Est-ce que la prestataire a perdu son emploi en raison d’une inconduite?

[24] La prestataire travaillait à titre de secrétaire/conseillère pour un centre d’optométrie. Elle occupait ses fonctions depuis le 25 mai 2022. Cependant, elle s’est absentée pendant quelques mois en raison d’un accident.

[25] De retour au travail en juillet 2023, la prestataire réintègre son poste. Quelques mois plus tard, une relation conflictuelle s’installe entre les employées. Des erreurs sont commises lors de la prise de rendez-vous et des insatisfactions concernant les demandes de congé en lien avec l’ancienneté.

[26] Devant les difficultés qui découlent du conflit et des erreurs qui persistent, l’employeur demande de l’aide à une firme en ressources humaines. Au même moment, l’employée avec laquelle la prestataire avait une relation conflictuelle cesse de travailler en raison de problèmes de santé.

[27] La prestataire rencontre le personnel de la firme en ressources humaines, afin d’établir son profil et d’élaborer un plan d’action. Une rencontre a lieu le 31 mai 2024, entre la prestataire, l’employeur, et un membre du personnel de la firme.

[28] L’employeur a déclaré à la Commission que la prestataire avait été avisé lors de la rencontre du 31 mai 2024, qu’il s’agissait de la version finale du plan d’action et qu’elle serait congédiée si elle refusait de se conformer sans motif valable.Note de bas de page 5

[29] Le 2 juin 2024, la prestataire a cependant reçu par courriel une version révisée du plan d’action qui ne lui avait pas été présentée lors de la rencontre du 31 mai 2024. Le plan révisé comprend plus que des changements mineurs.Note de bas de page 6

[30] Le 3 juin 2024, la prestataire a expédié un courriel à SM afin de l’aviser qu’elle ne pouvait pas signer la version révisée du plan. Elle lui laisse un message vocal. Plus tard dans la journée du 3 juin, SM répond à la prestataire par courriel qu’elle vient de prendre connaissance de son message vocal et de son courriel. Elle y indique :

« …Je viens de prendre connaissance de votre message vocal et deux courriels de la journée. J'en discute avec S. et J. demain matin.

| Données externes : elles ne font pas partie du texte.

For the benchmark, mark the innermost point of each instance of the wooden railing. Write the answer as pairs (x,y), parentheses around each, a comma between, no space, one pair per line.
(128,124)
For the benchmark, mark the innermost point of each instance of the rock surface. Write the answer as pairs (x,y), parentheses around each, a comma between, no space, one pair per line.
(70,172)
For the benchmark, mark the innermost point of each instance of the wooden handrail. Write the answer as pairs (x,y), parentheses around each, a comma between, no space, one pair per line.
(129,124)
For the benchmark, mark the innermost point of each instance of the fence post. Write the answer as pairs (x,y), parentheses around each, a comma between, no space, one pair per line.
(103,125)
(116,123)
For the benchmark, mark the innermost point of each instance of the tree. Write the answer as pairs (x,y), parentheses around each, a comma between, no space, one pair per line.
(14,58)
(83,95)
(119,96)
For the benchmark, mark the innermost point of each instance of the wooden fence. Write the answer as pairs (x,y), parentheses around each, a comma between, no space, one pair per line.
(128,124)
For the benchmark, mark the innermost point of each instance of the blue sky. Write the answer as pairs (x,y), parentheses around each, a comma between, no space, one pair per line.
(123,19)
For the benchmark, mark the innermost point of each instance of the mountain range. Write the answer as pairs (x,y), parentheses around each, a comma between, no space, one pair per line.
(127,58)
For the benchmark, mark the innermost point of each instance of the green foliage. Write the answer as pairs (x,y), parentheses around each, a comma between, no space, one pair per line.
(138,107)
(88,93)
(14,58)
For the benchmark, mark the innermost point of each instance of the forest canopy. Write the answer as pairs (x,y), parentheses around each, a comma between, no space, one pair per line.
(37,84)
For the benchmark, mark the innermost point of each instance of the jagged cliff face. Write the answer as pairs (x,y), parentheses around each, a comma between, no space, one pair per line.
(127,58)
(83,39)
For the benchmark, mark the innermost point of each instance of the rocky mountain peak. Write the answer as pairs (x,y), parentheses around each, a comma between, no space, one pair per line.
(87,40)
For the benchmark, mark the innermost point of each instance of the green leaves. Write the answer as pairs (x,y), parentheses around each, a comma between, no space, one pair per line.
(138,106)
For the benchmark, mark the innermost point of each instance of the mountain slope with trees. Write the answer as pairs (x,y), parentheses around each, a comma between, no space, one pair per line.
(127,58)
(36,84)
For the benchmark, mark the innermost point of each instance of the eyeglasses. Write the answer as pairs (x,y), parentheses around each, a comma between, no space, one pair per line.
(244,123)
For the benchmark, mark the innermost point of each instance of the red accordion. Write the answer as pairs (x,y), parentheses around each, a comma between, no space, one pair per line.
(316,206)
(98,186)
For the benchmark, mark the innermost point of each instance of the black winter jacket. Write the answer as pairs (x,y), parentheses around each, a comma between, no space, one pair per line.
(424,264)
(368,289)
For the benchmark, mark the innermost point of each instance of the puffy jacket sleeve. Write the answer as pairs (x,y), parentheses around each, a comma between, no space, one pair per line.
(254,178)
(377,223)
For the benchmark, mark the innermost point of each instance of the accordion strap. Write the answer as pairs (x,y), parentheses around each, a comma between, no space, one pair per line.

Je vous reviens dès que possible. »Note de bas de page 7 (Soulignement du soussigné)

[31] Los de son témoignage devant la division générale, SM confirme ne pas avoir discuté avec la prestataire à la suite de son courriel du 3 juin 2024.Note de bas de page 8

[32] La prestataire rentre travailler comme d’habitude le 5 juin 2024. L’employeur ne discute pas de son refus de signer le plan d’action révisé avec la prestataire avant de la congédier le 12 juin 2024.

[33] Une application appropriée du critère d'inconduite au sens de la Loi sur l’assurance-emploi (Loi sur l’AE) consiste à déterminer si la prestataire savait ou aurait dû savoir que sa conduite entraînerait son congédiement. Pour ce faire, je ne dois pas tenir compte des principes juridiques applicables en dehors du contexte de l'AE, comme le droit du travail, ou le droit de la personne.

[34] En considérant la preuve présentée à la division générale, je n’arrive pas à conclure que la prestataire savait ou aurait dû savoir que son refus de signer le plan révisé entrainerait son congédiement.

[35] La prestataire est à ce moment toujours en attente d’une réponse de SM. Elle rentre au travail pendant la période du 5 au 12 juin 2024, sans que l’employeur ne la retourne immédiatement chez elle. Pourtant, la prestataire devait consigner son acceptation du plan révisé avant le 3 juin 2024, 14h00.

[36] Dans ce contexte, la prestataire pouvait raisonnablement croire qu’elle aurait, tel que promis par SM, une réponse à son courriel du 3 juin 2024, dans lequel elle demandait des modifications au plan d’action révisé.

[37] Je suis d’avis que, selon la prépondérance des probabilités et après avoir examiné l’ensemble de la preuve présentée à la division générale, la Commission et l’employeur n’ont pas réussi à établir que le prestataire a perdu son emploi en raison de son inconduite au sens de la Loi sur l’AE.

[38] Pour ces raisons, j’accueille l’appel de la prestataire.

Conclusion

[39] L’appel est accueilli.

[40] La prestataire n’a pas perdu son emploi en raison de son inconduite en vertu des articles 29 et 30 de la Loi sur l’AE.